Huang announced that the NVIDIA DRIVE system has officially entered the mass production phase, with the first application being the new Mercedes-Benz CLA, planned to hit US roads in 2026. This vehicle will be equipped with an L2++ level autonomous driving system, adopting a hybrid architecture of "end-to-end AI model + traditional pipeline".

The robotics field also saw substantial progress.

Huang stated that leading global robotics companies, including Boston Dynamics, Franka Robotics, LEM Surgical, LG Electronics, Neura Robotics, and XRlabs, are developing products based on the NVIDIA Isaac platform and the GR00T foundation model, covering various fields from industrial robots and surgical robots to humanoid robots and consumer robots.

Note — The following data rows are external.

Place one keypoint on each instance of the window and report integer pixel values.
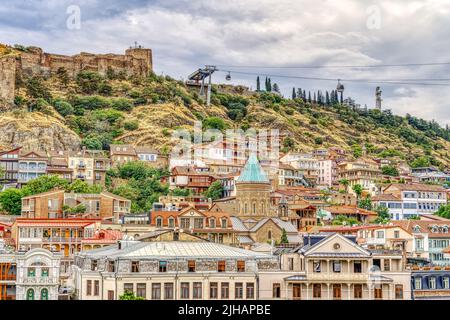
(291, 264)
(224, 222)
(96, 287)
(250, 290)
(197, 290)
(213, 290)
(89, 287)
(168, 291)
(417, 283)
(221, 266)
(432, 283)
(387, 265)
(357, 266)
(111, 266)
(378, 292)
(191, 265)
(446, 282)
(110, 295)
(316, 266)
(184, 223)
(163, 266)
(128, 287)
(336, 266)
(238, 290)
(225, 290)
(44, 272)
(398, 291)
(156, 291)
(276, 290)
(317, 290)
(357, 291)
(134, 266)
(185, 290)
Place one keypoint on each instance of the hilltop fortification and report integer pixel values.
(34, 61)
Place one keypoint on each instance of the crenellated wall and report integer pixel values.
(7, 81)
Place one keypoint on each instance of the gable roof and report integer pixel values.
(309, 250)
(253, 172)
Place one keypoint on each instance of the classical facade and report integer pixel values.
(37, 275)
(169, 270)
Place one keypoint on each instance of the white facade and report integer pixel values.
(37, 275)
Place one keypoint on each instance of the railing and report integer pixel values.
(62, 239)
(325, 276)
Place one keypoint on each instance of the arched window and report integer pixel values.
(30, 294)
(171, 222)
(44, 294)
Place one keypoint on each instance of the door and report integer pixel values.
(336, 291)
(296, 291)
(30, 294)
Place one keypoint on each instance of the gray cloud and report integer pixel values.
(185, 35)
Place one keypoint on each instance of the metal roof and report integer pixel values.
(175, 249)
(253, 172)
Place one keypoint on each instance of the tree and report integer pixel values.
(357, 188)
(443, 211)
(178, 192)
(214, 191)
(128, 295)
(383, 215)
(390, 171)
(11, 201)
(284, 238)
(45, 183)
(36, 88)
(345, 183)
(63, 76)
(88, 81)
(365, 203)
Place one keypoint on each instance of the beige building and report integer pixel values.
(169, 270)
(363, 171)
(334, 267)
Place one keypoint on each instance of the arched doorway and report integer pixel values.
(30, 294)
(44, 294)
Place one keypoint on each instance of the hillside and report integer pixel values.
(61, 112)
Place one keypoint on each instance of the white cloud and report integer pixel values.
(185, 35)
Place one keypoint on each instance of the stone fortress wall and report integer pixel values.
(34, 61)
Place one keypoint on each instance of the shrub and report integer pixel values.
(64, 108)
(131, 125)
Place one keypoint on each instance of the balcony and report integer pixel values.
(342, 276)
(61, 239)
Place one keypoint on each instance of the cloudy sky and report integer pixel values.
(188, 34)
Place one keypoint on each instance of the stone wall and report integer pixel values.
(135, 61)
(7, 81)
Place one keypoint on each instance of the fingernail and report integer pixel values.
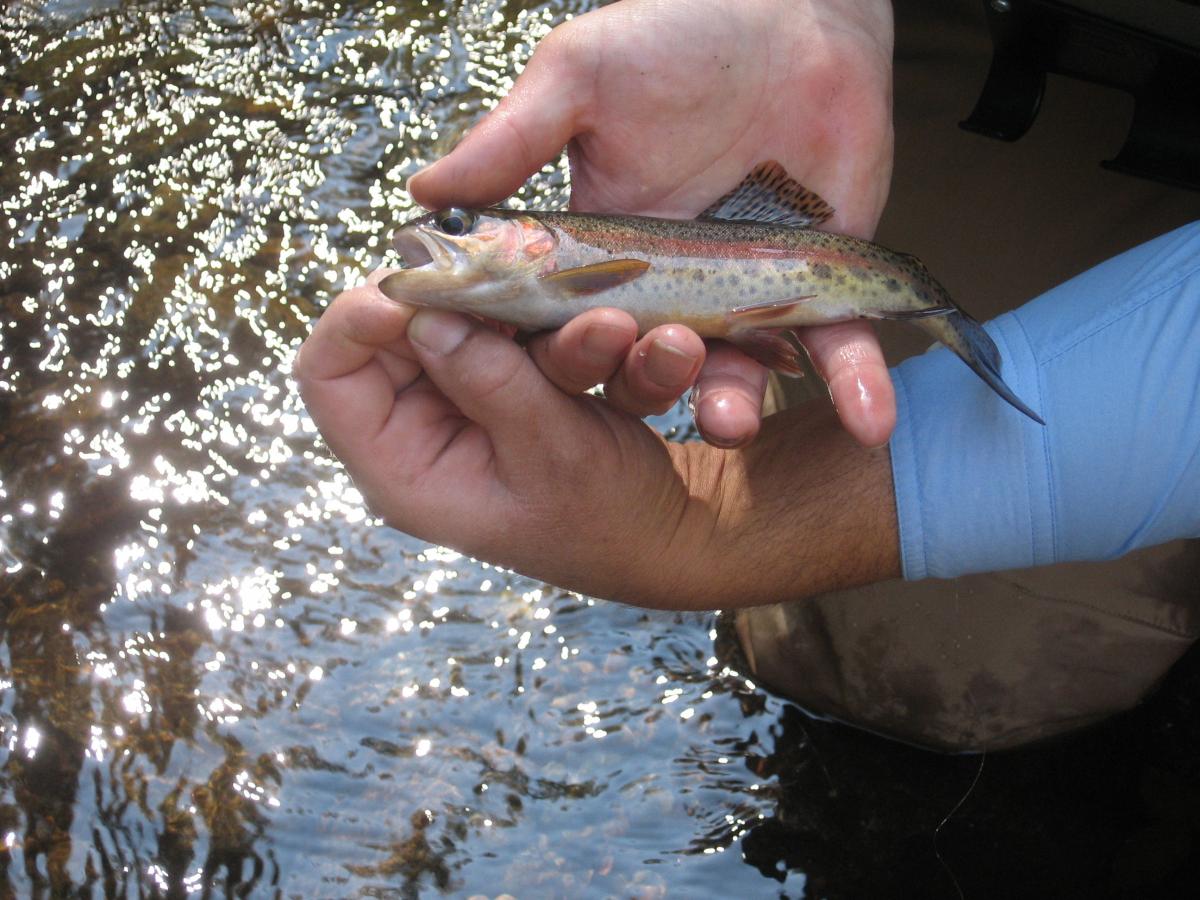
(604, 342)
(712, 408)
(669, 366)
(437, 331)
(859, 414)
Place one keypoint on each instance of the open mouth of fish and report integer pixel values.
(424, 250)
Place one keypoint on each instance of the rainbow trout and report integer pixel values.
(749, 270)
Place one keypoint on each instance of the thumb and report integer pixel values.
(527, 130)
(490, 379)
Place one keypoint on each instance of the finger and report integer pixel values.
(587, 351)
(528, 129)
(849, 358)
(727, 397)
(658, 370)
(487, 377)
(354, 361)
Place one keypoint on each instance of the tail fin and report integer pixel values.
(975, 347)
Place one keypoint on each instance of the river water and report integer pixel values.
(221, 676)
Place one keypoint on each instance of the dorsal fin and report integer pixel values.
(769, 196)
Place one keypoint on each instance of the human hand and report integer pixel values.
(664, 106)
(471, 447)
(453, 433)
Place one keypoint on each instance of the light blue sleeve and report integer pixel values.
(1111, 361)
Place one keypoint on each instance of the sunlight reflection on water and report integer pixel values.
(219, 667)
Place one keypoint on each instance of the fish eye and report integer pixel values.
(455, 222)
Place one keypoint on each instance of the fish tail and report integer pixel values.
(975, 347)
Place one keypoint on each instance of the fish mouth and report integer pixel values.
(421, 249)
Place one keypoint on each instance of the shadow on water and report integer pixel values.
(220, 676)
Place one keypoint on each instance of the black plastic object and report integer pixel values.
(1150, 48)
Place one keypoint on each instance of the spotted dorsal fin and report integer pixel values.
(769, 196)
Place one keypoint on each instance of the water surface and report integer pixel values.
(221, 676)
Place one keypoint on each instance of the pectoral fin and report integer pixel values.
(772, 348)
(769, 196)
(767, 315)
(594, 279)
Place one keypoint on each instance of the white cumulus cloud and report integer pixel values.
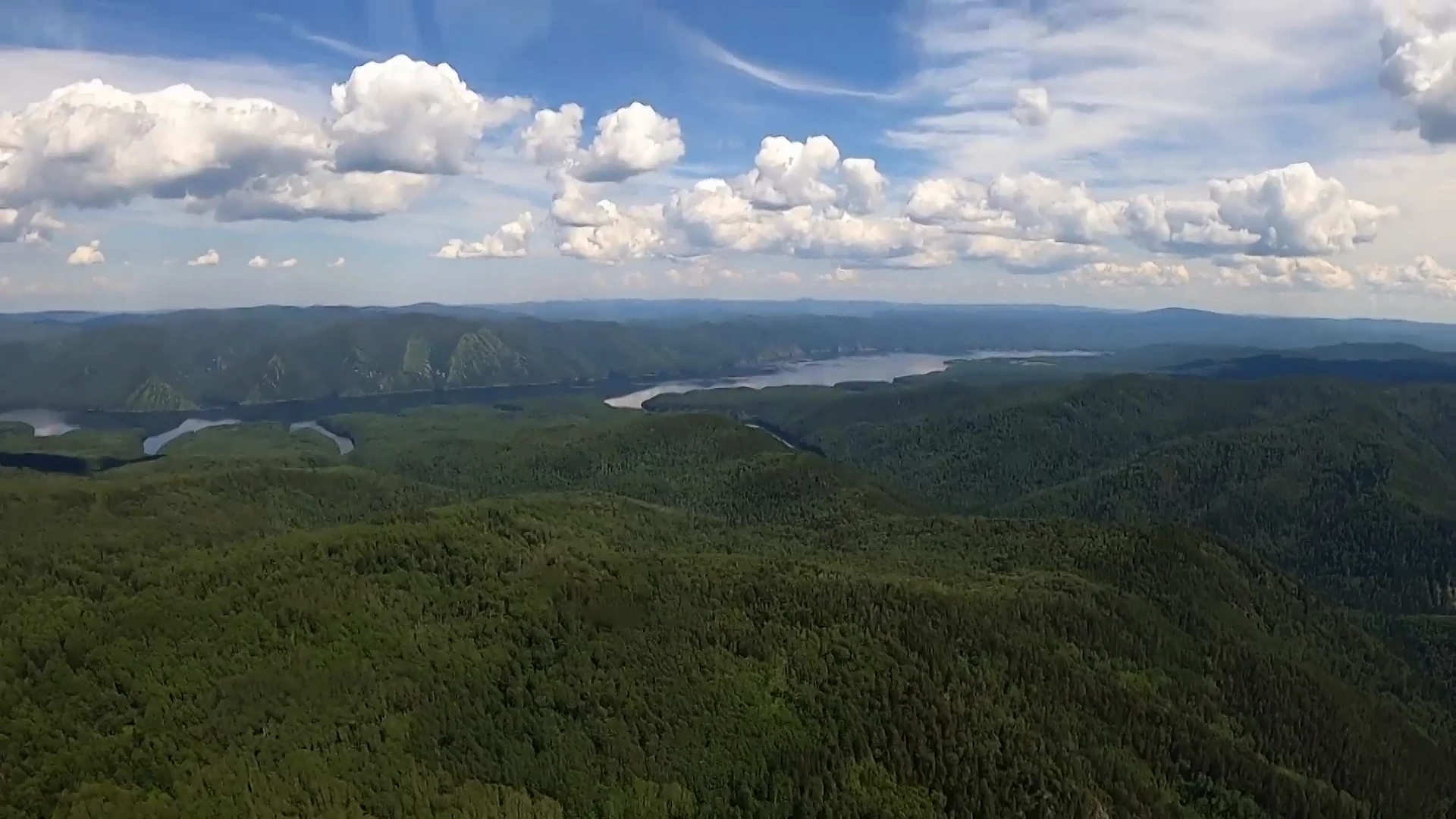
(1033, 107)
(1420, 63)
(1296, 212)
(554, 137)
(629, 234)
(93, 145)
(511, 241)
(629, 142)
(410, 115)
(88, 254)
(1128, 275)
(206, 260)
(27, 224)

During the launch event, Huang stood in front of a stage filled with robots of different forms and用途 (purposes), displayed on a tiered platform: from humanoid robots, bipedal and wheeled service robots, to industrial robotic arms, engineering machinery, drones, and surgical assist devices, presenting a "robotics ecosystem landscape".

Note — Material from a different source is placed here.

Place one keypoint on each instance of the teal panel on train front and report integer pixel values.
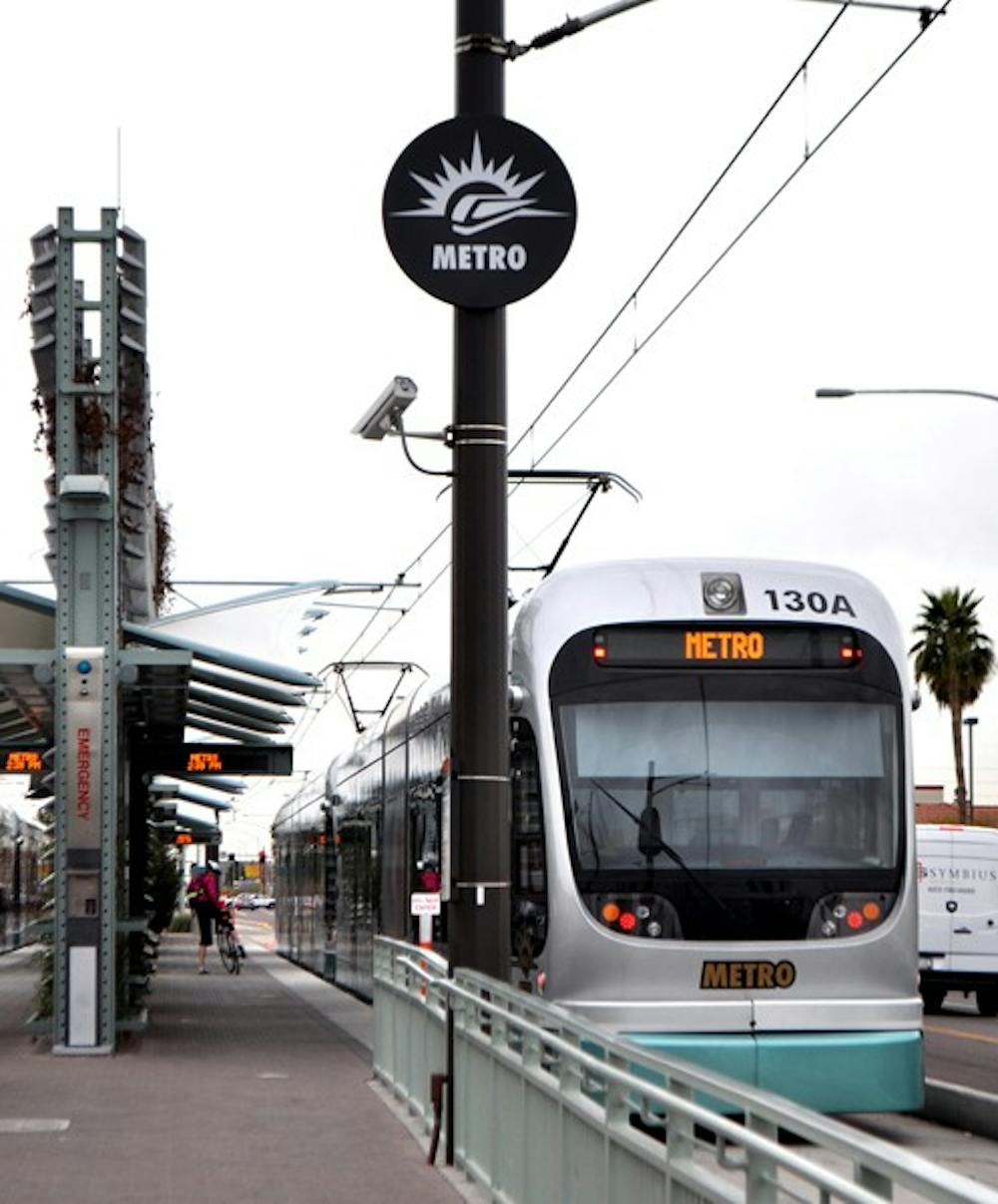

From Physical AI applications to the Rubin AI computing platform, to the Inference Context Memory Storage platform and the open-source AI "full stack".

These actions showcased by NVIDIA at CES constitute NVIDIA's narrative for推理时代 AI 基础设施 (AI infrastructure for the reasoning era). As Huang repeatedly emphasized, when Physical AI needs to think continuously, run persistently, and truly enter the real world, the problem is no longer just about whether there's enough compute power, but about who can actually build the entire system.

At CES 2026, NVIDIA has provided an answer.